Un essai de comparaison de résultats ADN

J’ai partagé sur ce blog un article sur mes débuts dans le monde des tests ADN avec Myheritage. Après ces premiers pas, j’ai découvert la possibilité de récupérer un fichier “raw data”, c’est-à-dire le fichier de données brutes de mon ADN, afin de le transférer vers d’autres outils d’analyse de l’ADN pour faire une comparaison des résultats et affiner ainsi ma compréhension de mes origines ethniques. Je me suis dirigée vers les services gratuits (parce que tout ça, ça finit par coûter de l’argent quand même!) et j’ai pu m’amuser pas mal à base de graphiques et prédictions, un peu comme si j’étais allée chez la Madame Irma de la généalogie.

Pour récupérer le raw data, il faut chercher un peu (je ne vais pas l’expliquer ici, on trouve un tas d’explications sur le net). Il s’agit d’un fichier interminable avec plein de numéros parfaitement incompréhensibles pour les simples mortels comme moi. Une fois qu’on l’a obtenu (ça ne prend que quelques minutes), il suffit de le charger sur les sites qui acceptent les données brutes et attendre les résultats (qui tardent entre 24 et 72 heures. Je n’ai jamais eu à attendre plus de 24 heures, personnellement). Les sites qui acceptent ces transferts sont FTDNA (partenaire de Myheritage), DNA.Land et Gedmatch. Le premier est une compagnie qui propose aussi des kits pour faire le test autosomal, micotondrial ou Y-DNA. Le deuxième est un site mis en place par des chercheurs pour aider à l’interprétation des données et à la recherche sur les génomes. Le troisième réunit différents calculateurs de résultats, issus de différents projets scientifiques sur l’étude des populations. Il est un peu compliqué à comprendre dans un premier temps mais apporte beaucoup d’informations intéressantes. Je laisse ici un lien vers un article (en anglais) d’un blog qui offre une explication détaillée du fonctionnement de Gedmatch. D’autres sites existent mais ne sont, pour le moment, pas compatibles avec les fichiers de Myheritage: je me concentrerai donc sur ces trois outils d’analyse, c’est déjà bien.

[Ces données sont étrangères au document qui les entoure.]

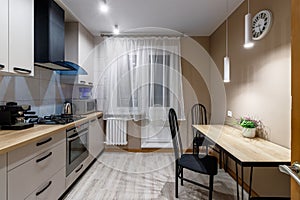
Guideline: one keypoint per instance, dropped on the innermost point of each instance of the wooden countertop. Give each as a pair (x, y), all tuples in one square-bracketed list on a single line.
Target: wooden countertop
[(246, 150), (13, 139)]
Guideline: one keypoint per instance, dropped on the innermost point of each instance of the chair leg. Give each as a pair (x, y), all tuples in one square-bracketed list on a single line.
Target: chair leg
[(182, 176), (176, 179), (211, 186)]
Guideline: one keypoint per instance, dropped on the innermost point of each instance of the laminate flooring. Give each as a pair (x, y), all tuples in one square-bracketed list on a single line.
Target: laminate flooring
[(138, 176)]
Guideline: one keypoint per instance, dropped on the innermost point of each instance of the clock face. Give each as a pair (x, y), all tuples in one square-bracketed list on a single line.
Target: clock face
[(261, 24)]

Pour rappel, voici les résultats que Myheritage m’avait donnés:

Screenshot-2017-11-4 Estimación Étnica - Castot Web Site - MyHeritage

Ces résultats reflétaient assez bien, à mon sens, les origines que je connaissais: père moitié normand, moitié croate et mère moitié basque, moitié tchèque.

Le premier outil sur lequel j’ai téléchargé mon fichier de données brutes est FTDNA. Voici les résultats obtenus:

Screenshot-2017-11-4 myFTDNA - My Origins

Cette fois, les résultats sont à 99% européens. J’étais tout excitée à l’idée que le 1% restant soit d’une partie plus exotique du globe mais en fait, non. C’est scandinave et séparé du reste car considéré par le calculateur comme des résultats trop bas pour être réellement fiables.

On voit que la plus grosse différence se situe au niveau de la première ligne: là où Myheritage considerait que je possédais 52,7% de gènes d’Europe du Nord-ouest (essentiellement France et Allemagne), FTDNA m’octroie un 36% des îles britanniques. Comme FTDNA sépare les populations d’Europe du Nord-ouest de celles des îles britanniques, il faut en conclure que leur calculateur estime que ma part nord-européenne est plus proche de ce qui se trouve en Grande-Bretagne. Ils estiment également que le pourcentage est élevé, mais pas autant que ce que Myheritage considère et augmentent considérablement ma part d’Europe de l’Est, qui passe de 15 à 25%. Le reste est assez similaire.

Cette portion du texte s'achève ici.